Top drivers in the SuperRally field include Tanner Foust, who this season is running five rounds in the European Rallycross Championship, (the format on which the X Games SuperRally is based), and Sverre Isachsen, the defending European Rallycross champion.

“You just can’t describe how violent it is inside the cars,” Foust was recently quoted saying on www.espn.com.

Also in the SuperRally field are action-sports stars who have crossed over into rally racing: BMX rider Dave Mirra and freestyle motocross rider Travis Pastrana.

Pastrana produces and stars in an MTV program called “Nitro Circus,” and it appears that Decker will be welcomed into the action-sports celebrity circle at the X Games.

“The ‘Nitro Circus’ is lending me their RV for the pits,” Decker says. “I’m gonna be part of the ‘Nitro Circus’ crew for the week. It’s going to be a bizarre week.”

Decker began planning his bid for the X Games last year when he found some breaks in his bike-racing schedule. He and Craig competed in rally races in Michigan, Missouri, Washington and Oregon this season. Decker’s performance in the four national championship series races was enough for ESPN to take notice.

“Once we made the car more powerful, it was apparent that we could run with guys that were making the X Games,” Decker says.

But he is careful not to let rally racing interfere with his cycling career, and it appears it has not. Earlier this month, Decker won the All-Mountain World Championships — a cross between cross-country and downhill mountain biking — in Downieville, Calif.

“I have to be sure to take a step back from (rally racing) when I start doing too much,” Decker says. “It’s really tiring trying to do all my own work (on the car), when my job is to race bikes and be competitive.”

Decker was planning to leave today for the X Games, which begin Thursday and run through Sunday, Aug. 1.

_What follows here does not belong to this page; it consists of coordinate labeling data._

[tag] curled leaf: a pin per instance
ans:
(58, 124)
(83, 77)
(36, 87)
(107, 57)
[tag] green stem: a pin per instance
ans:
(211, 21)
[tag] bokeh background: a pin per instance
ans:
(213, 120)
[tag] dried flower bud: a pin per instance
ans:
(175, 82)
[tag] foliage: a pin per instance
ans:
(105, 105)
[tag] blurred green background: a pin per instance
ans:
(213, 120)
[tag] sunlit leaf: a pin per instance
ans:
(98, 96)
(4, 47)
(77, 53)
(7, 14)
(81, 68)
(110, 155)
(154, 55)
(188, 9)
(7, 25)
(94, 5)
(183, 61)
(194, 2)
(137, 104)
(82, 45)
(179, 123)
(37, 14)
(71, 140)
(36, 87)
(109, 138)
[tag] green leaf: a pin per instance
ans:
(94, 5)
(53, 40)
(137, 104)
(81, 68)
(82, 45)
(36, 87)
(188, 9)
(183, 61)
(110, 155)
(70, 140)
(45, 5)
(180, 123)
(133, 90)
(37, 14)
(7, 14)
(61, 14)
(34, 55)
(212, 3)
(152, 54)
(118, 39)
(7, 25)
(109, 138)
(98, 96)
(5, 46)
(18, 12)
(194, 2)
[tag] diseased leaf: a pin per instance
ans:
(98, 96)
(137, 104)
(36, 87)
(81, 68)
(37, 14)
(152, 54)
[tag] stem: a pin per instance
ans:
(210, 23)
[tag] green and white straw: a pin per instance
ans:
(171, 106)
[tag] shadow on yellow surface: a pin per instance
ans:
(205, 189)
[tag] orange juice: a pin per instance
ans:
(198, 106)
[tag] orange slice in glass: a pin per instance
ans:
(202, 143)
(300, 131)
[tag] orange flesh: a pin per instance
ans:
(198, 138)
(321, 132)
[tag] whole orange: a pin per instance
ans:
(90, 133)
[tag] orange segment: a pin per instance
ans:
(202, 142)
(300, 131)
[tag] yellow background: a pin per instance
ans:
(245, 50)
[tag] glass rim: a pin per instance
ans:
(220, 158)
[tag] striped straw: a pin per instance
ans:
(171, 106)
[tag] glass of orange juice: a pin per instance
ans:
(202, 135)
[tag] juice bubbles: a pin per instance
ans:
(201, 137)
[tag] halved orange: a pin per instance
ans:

For now, he can focus on the thrill of rally racing and a chance for X Games gold.

“When it’s working well, it’s as good as anything out there,” Decker says of rally. “It’s a lot of commitment, a lot of timing, and just being in the zone.

“It’s amazing how fast you can go.”

SuperRally at X Games 16

Summer X Games 16 is set for July 29-Aug. 1 in Los Angeles. SuperRally, in which Bend’s Carl Decker is hoping to compete, is scheduled to be televised on ESPN between 4 p.m. and 8 p.m. on Saturday, July 31.